Il tempo che ci vuole è un film del primo tipo; proprio uno che si rifugia nell’autobiografia. E lo sa. Come Marcello Mio di Honoré e Mastroianni, anche qui si racconta la posizione scomoda di chi è figlio d’arte e poi quella stessa arte è andato avanti ad esercitarla. Inevitabile che un cinema così ricada nella terapia personale, nell’omaggio famigliare di cui il pubblico diventa partecipe solo se, ammirando le opere del protagonista, si sente “di casa”. Ne Il tempo che ci vuole sono inquadrate sia la distanza che la straordinaria e idilliaca vicinanza di un padre che crede nella sua bambina, ma che non la sa aiutare una volta diventata giovane. È la parte più personale per la regista, una rielaborazione del proprio vissuto, ed è anche la peggiore.

Questo fino a ché Francesca non parla attraverso il personaggio di suo padre. Fino a che costui non si ribella al bisogno di buttare fuori, attraverso il cinema, le memorie e riconosce che il processo è sempre in perdita. La realtà non la si può catturare totalmente, serve la fantasia. In quel momento è come se Il tempo che ci vuole chiedesse scusa per aver reso lo spettatore un intruso di sentimenti privati. Chiede qui di essere letto non a partire dal suo scopo (far rivivere un caro scomparso, dargli una statura cinematografica), ma a partire dal suo mezzo. In altre parole chiede di riconoscere che tutto questo è reso possibile grazie al cinema. 
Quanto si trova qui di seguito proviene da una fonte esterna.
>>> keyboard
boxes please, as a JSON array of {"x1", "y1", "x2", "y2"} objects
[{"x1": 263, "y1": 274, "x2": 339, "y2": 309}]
Così Il tempo che ci vuole riporta sul set di Pinocchio (bellissima l’idea dello sguardo infantile che osserva con magia le prove degli animatronici in casa). Ci mostra una figlia che non riesce a uscire dal campo: invece di correre verso la cinepresa e spostarsi leggermente a destra o a sinistra, lei che è sul set si mette a correre verso l’orizzonte, dove ogni spostamento laterale non impedisce di essere ripresi. Un’altra grande immagine di un film che abbonda fin troppo di simboli, che vuole troppo emozionare nel dramma. Non è lì il suo cuore. Lo sono invece i momenti in cui da ripresa di un ricordo questa storia si fa vita vera; sono quelli in cui basta un pezzo di Paisà visto in TV per richiamare la gioia di vivere, anche nella malattia della vecchiaia.